Suppose $(x_n)_{n \in \mathbb{N}}$ is a Cauchy sequence and $A = \{ x_n : n \in \mathbb{N} \}$ not closed. Show that there exists $x \in X$ such that $x_n \longrightarrow x$.
Since $A$ is not closed:
$$
\forall y\in A , \exists \varepsilon > 0 s.t. S(y,\varepsilon) \subset A
$$
and since $x_n$ is Cauchy:
$$
\forall \varepsilon > 0 ,\exists n_0 \in \mathbb{N} s.t. \forall n,m \geq n_0 : \rho (x_n,x_m) < \varepsilon
$$
But I can't see a way to connect these two to prove convergence.
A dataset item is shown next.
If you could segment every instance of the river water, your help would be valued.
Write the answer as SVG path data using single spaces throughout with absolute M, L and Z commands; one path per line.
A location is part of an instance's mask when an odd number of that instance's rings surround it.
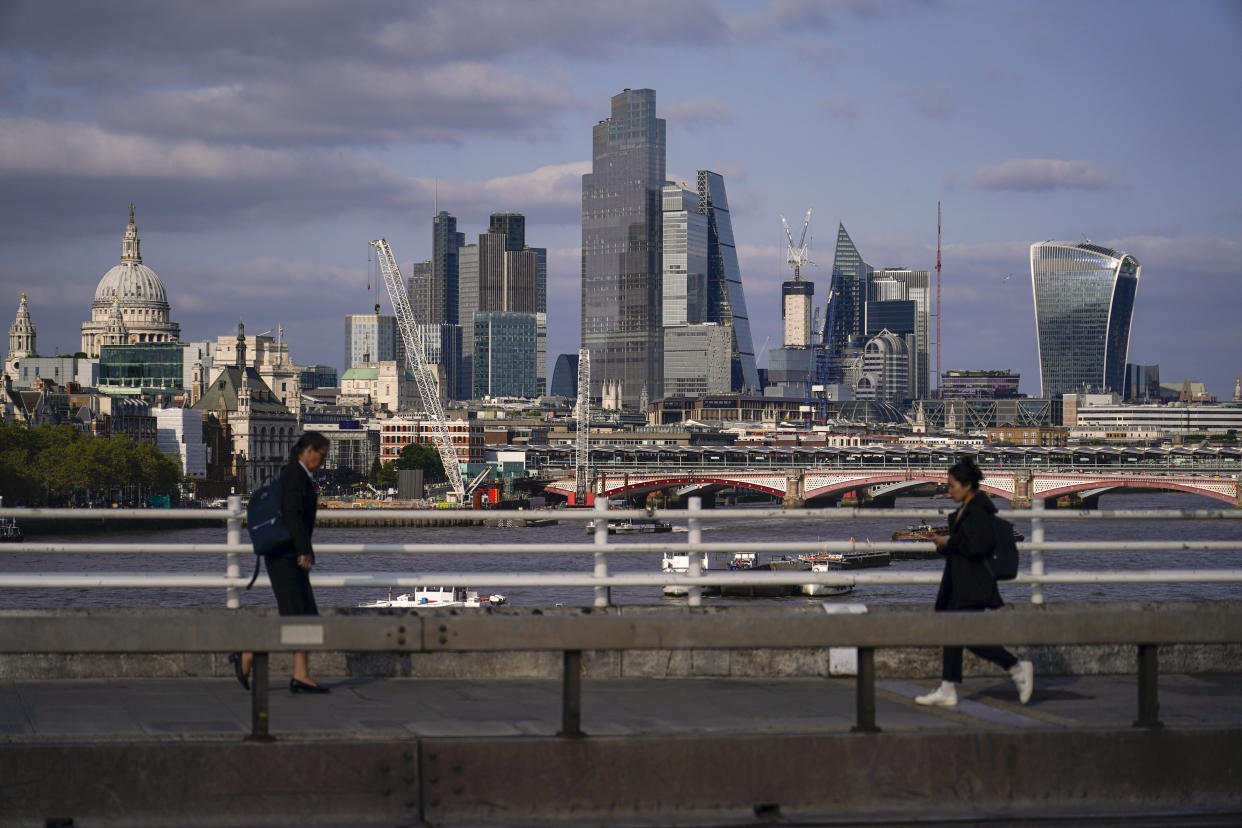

Some starting hints would be greatly appreciated.
Best Answer
Take $x\in\overline{\{x_n\,|\,n\in\mathbb N\}}\setminus\{x_n\,|\,n\in\mathbb N\}$. Then there is some sequence of terms of the sequence $(x_n)_{n\in\mathbb N}$ converging to $x$. In other words (since $x$ itself does not belong to the sequence), $x$ is the limit of some subsequence of the sequence $(x_n)_{n\in\mathbb N}$. But whenever a Cauchy sequence has a convergent subsequence, the whole sequence converges to the limit of that subsequence.